2.      Impact of Flaky Tests

Flaky tests have a detrimental effect on development teams in a number of ways. As failures are not always reproducible, it causes a loss of confidence in the test results. This implies that rather than depending on automation, along with developers must manually verify each as well as every test failure. Investigating failures that prove to be non-reproducible also results in a significant amount of debugging effort being wasted. Productivity is lowered as a result. Flaky tests also impede the overall development cycle by disguising actual bugs as well as delaying feedback on code changes. Additionally, they may result in unstable, unpredictable, as well as sporadic failures in continuous integration builds. Flakiness gradually reduces trust in the test suite, which deters additional test automation using techniques like test-driven development.
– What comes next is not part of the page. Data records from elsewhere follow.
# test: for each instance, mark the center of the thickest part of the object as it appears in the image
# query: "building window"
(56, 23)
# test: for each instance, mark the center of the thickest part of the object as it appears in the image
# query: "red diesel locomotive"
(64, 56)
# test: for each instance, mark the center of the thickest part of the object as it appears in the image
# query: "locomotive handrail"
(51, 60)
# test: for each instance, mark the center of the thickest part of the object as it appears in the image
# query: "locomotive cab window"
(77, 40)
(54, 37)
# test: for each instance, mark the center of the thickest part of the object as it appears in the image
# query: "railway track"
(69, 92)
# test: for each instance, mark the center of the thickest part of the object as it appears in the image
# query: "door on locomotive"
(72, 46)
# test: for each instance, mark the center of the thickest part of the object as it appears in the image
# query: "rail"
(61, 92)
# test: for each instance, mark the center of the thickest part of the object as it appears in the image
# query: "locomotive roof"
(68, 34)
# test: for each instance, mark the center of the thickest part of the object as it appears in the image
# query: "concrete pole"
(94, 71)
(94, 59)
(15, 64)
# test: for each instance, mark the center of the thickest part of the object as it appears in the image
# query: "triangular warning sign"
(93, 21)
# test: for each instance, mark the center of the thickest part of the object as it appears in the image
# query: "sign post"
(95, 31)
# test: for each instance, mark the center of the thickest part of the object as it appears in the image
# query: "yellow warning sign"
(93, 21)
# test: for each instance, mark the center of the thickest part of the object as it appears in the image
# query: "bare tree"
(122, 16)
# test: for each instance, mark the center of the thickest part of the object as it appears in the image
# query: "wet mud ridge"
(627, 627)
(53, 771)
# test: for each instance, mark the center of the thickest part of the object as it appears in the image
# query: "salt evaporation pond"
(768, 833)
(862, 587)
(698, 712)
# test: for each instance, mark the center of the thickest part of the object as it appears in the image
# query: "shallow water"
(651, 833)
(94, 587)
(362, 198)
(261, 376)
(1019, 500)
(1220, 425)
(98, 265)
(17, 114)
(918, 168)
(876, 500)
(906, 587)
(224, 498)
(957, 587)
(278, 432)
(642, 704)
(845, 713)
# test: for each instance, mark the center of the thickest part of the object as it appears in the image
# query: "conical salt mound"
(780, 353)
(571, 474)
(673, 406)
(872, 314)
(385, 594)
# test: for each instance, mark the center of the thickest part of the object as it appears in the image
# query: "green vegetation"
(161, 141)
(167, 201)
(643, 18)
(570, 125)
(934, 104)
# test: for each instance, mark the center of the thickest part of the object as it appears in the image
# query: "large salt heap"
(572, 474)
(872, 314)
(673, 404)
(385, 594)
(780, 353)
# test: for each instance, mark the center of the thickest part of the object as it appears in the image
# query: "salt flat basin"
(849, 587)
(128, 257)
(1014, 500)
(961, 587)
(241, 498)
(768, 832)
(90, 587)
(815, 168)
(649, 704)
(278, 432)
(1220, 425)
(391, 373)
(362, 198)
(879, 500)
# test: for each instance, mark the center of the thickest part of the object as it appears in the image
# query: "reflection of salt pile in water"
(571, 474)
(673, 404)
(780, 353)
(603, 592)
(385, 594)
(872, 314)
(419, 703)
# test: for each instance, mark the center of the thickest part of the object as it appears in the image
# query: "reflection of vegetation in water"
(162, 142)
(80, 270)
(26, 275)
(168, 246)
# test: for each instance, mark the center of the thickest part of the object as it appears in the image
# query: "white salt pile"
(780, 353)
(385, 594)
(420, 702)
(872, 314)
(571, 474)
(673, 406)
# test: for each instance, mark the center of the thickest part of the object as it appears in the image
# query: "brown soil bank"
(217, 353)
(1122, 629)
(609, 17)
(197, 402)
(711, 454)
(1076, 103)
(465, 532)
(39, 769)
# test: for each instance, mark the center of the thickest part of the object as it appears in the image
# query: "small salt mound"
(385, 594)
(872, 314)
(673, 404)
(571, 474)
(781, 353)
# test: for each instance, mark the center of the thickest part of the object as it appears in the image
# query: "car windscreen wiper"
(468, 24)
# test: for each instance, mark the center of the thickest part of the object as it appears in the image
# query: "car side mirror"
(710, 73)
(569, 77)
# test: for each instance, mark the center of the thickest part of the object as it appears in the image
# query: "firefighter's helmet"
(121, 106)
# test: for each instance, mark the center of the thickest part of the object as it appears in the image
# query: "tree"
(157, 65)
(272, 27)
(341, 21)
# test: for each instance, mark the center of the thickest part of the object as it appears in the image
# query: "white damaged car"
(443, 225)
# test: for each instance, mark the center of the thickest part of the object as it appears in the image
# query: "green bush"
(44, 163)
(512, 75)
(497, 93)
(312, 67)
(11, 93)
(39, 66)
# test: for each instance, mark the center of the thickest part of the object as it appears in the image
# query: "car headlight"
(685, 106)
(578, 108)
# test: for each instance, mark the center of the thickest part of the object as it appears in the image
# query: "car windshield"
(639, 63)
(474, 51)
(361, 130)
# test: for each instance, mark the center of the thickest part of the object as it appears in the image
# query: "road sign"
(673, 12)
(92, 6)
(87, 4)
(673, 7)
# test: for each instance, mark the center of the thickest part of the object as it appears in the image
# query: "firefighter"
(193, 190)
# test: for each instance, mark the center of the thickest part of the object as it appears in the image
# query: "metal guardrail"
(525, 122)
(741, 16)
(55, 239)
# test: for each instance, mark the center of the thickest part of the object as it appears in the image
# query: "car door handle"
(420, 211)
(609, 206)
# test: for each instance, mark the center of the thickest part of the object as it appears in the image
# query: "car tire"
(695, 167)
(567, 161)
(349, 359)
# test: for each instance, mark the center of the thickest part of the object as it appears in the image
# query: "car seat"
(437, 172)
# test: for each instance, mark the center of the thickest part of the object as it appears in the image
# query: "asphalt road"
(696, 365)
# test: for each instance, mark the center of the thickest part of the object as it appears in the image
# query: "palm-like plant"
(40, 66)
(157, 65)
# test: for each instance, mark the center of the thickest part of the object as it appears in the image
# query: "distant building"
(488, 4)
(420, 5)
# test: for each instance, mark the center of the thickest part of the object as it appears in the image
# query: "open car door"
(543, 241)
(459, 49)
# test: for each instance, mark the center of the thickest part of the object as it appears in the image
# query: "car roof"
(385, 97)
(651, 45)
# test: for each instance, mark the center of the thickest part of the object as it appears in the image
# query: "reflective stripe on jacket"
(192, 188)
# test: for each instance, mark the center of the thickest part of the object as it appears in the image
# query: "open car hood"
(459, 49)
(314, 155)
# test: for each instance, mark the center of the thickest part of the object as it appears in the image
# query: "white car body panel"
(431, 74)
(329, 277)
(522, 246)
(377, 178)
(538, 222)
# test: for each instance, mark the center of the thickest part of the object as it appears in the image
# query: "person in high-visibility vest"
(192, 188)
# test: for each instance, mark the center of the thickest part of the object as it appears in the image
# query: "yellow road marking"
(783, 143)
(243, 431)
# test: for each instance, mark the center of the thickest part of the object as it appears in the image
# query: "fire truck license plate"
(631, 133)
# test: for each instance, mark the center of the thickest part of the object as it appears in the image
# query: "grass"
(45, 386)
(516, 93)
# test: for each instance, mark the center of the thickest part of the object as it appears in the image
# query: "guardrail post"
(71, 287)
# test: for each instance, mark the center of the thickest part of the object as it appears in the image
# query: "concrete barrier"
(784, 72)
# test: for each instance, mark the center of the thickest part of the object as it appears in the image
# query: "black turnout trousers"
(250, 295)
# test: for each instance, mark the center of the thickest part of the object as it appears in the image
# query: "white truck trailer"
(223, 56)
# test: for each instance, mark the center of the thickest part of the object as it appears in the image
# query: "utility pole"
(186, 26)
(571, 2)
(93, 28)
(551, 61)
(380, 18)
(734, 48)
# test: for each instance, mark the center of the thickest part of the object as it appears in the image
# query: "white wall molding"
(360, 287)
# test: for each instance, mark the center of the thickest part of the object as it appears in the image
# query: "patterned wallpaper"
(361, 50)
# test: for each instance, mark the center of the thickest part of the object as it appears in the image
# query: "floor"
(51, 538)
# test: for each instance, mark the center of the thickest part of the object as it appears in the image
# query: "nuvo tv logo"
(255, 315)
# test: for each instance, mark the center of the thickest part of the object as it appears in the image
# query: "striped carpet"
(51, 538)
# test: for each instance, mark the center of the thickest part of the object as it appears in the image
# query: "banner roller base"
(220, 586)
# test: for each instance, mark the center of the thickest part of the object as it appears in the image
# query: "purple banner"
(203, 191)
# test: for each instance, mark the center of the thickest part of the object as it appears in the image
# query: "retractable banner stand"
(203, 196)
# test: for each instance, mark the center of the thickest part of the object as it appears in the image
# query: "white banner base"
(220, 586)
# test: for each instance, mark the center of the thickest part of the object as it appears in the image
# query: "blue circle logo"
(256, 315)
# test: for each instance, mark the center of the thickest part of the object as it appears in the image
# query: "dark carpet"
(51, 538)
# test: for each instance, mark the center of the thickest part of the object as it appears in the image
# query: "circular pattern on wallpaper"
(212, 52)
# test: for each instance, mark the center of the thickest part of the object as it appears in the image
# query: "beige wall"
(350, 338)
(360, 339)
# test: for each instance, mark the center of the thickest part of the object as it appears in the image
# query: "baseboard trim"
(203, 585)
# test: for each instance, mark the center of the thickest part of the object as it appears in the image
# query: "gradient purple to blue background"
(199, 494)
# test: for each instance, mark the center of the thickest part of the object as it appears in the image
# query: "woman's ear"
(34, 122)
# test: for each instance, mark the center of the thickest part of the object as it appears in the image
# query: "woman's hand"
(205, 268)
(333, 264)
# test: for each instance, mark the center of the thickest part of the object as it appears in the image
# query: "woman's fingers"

3.      Strategies to Reduce Flakiness

Development teams can use several primary tactics to lessen the number of flaky tests. First, by using dependency injection as well as mocking external components when feasible, tests should be written to reduce shared dependencies along with external interactions. Tests become more deterministic as a result, increasing isolation. Second, in order to avoid race conditions in tests that involve concurrent operations, appropriate synchronization must be implemented using strategies like locks. Thirdly, resilience needs to be incorporated into tests that depend on external systems by using stubs, along with timeouts, as well as retries. When tests show signs of flakiness, they should also be annotated so that refactoring can be done in a priority manner. Teams should use metrics as well as logs to track test execution in order to identify the underlying causes of non-determinism. Lastly, reducing complexity along with flaws that can lead to flakiness can be achieved by splitting complex tests, along with simplifying test code, as well as adhering to test best practices.

Conclusion

Automated testing is made less valuable by squandering developer time as well as lowering confidence due to faulty tests. Teams can take steps to identify what is flaky test, comprehend the underlying causes, as well as refactor tests to remove non-determinism as much as possible, even though some flakiness may always occur. The impact of faulty tests can be reduced with discipline along with observation, increasing output as well as accelerating the delivery of high-quality software.